Capitol insiders tell us that the Governor is sending the Department of
Managed Health Care's new director Cindy Ehnes - yet unconfirmed by the
Senate - to oppose health insurance premium oversight in tomorrow's
Senate Insurance Committee.

Premiums are going up 30% and more Californians than ever before can't afford basic health care.
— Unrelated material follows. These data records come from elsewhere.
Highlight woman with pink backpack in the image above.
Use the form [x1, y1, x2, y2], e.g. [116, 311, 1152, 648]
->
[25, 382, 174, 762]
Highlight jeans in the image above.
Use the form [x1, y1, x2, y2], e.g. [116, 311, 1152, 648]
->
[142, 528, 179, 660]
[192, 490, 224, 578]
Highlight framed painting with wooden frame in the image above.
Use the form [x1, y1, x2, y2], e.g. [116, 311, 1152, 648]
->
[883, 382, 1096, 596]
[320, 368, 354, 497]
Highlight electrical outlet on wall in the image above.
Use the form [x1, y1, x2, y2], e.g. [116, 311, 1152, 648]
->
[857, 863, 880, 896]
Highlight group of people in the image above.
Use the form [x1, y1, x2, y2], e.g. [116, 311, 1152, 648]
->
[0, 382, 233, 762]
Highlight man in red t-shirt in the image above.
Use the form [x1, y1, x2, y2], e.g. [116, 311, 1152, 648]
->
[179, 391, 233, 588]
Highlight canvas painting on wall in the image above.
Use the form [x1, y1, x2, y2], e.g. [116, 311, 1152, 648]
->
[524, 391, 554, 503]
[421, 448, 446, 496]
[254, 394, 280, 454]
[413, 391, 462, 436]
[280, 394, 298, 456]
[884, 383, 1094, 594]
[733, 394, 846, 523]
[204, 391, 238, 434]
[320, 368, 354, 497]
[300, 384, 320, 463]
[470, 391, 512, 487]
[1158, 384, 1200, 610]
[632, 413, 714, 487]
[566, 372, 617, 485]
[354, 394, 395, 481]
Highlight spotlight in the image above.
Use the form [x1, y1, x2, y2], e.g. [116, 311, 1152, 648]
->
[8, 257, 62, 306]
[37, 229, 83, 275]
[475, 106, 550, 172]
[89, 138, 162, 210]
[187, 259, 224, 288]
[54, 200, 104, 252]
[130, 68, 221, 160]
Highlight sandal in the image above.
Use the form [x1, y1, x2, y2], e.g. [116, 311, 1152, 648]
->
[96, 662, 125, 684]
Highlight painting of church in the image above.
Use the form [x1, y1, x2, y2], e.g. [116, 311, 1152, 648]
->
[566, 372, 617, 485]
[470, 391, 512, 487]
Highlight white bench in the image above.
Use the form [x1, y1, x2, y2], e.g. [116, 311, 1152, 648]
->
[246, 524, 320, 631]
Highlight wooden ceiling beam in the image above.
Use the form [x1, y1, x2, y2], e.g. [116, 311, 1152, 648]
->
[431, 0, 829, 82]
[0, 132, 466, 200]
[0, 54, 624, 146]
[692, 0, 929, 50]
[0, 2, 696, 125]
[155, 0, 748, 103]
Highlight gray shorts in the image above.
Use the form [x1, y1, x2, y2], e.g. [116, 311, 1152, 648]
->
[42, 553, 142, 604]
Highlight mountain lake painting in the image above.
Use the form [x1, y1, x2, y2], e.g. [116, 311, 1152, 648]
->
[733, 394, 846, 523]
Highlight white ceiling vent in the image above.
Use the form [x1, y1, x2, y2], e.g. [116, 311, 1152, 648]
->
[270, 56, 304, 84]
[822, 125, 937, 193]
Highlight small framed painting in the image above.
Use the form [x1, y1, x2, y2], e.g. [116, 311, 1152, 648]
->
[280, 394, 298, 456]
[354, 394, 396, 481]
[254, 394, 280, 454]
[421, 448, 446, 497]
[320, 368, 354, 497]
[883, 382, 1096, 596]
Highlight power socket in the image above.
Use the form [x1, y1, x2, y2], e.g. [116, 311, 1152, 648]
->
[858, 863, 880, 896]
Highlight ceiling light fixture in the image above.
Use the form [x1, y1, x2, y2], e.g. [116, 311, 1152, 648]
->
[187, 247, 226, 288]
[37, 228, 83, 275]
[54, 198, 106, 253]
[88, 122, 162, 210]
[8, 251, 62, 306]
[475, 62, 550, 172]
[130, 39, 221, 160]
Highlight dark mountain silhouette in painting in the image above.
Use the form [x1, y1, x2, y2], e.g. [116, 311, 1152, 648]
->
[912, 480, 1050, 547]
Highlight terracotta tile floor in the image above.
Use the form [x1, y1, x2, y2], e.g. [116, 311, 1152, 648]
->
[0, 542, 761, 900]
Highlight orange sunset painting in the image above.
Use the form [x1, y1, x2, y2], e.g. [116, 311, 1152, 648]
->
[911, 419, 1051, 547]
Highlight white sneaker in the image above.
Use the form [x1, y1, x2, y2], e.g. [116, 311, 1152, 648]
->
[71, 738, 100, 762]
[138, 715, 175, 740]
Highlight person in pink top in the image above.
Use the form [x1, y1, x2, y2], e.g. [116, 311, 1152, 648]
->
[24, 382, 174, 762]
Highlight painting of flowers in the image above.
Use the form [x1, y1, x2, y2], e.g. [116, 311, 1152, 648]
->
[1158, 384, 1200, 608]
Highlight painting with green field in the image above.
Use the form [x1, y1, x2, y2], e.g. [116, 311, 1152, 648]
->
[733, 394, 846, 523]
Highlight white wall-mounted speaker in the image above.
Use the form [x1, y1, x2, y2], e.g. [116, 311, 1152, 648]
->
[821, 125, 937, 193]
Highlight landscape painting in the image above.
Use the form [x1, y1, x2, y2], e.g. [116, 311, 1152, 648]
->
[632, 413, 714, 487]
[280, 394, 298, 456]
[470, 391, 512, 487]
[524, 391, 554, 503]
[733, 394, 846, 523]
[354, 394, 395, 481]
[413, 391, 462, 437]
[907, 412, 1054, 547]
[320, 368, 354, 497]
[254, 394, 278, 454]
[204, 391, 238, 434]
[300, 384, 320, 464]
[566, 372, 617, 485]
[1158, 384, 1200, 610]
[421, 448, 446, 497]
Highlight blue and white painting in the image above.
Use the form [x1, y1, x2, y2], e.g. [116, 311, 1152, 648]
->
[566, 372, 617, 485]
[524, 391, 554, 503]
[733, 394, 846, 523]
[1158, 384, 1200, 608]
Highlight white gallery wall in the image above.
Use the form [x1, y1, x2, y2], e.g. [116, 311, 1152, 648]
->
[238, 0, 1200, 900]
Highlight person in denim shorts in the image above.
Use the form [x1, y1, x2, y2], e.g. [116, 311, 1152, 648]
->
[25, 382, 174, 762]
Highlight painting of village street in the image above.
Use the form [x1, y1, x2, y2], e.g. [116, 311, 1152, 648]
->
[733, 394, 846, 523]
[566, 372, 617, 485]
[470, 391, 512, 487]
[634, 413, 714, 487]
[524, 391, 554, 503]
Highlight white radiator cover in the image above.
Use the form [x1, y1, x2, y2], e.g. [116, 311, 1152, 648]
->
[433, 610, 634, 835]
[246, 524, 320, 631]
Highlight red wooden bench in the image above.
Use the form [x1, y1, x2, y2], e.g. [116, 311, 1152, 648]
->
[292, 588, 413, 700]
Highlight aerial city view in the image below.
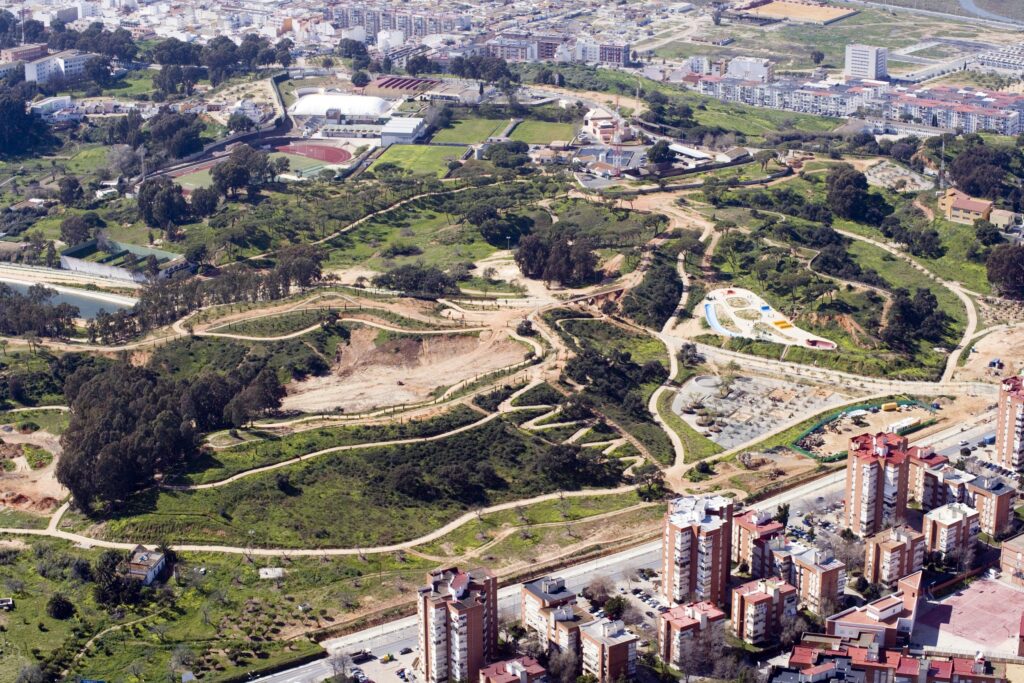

The legislation in Arnold's crosshairs, SB 1349 by Senator Ortiz, would
help to weed out health insurer waste and profiteering that is
propelling premiums even higher by providing similar oversight in place
for auto insurance since voters enacted Prop 103 in 1988. Under the
plan, health insurers would have to justify their swelling
administrative costs, overhead, profits, surpluses and executive
salaries before mailing out rate increases. Now that businesses are
required to provide health care starting in 2006 as result of last
year's SB 2 (Burton), controlling health care costs is more important
than ever.

Why would Arnold send his new HMO regulator to oppose regulation and
risk annoying the very Senators that will be asked to confirm her?

Well, there is the $46,200 Arnold received from the HMO Health Net
whose former lobbyist, Patricia Clarey, is now the Gov's Chief of
Staff. Three other insurers reported an additional $260,000 in
contributions. Clarey received over $300,000 in cash and stock options
from Health Net in 2003.

Or maybe its because Arnold sees the HMO lobbyists far more often than
the patients who pay too much for their health care. The insurers spent
$1 million of our health care premiums in the first 90 days of '04
lobbying the governor and legislators. (Read the April 5 ArnoldWatch
about Pat Parker who still hasn't got a call from the Gov at http://arnoldwatch.org/blogs/blogs_000267.php3).

But shouldn't the HMOs have to explain their premium increases to the
Insurance Commissioner just like auto insurers do? New federal data by
the Bush Administration shows that health insurance overhead (salaries,
profit, advertising, etc.) is the fastest growing component of health
care spending. In fact, premiums are increasing two-and-a-half times
faster than other cost drivers like hospital fees and doctors' charges.
If premiums are justified, what's the trouble of having the Insurance
Commissioner take another look?

Tomorrow's Senate showdown is key moment in state health care policy.
Too bad Schwarzenegger may have already tipped the fight in favor of
HMOs and against the state's 35 million patients.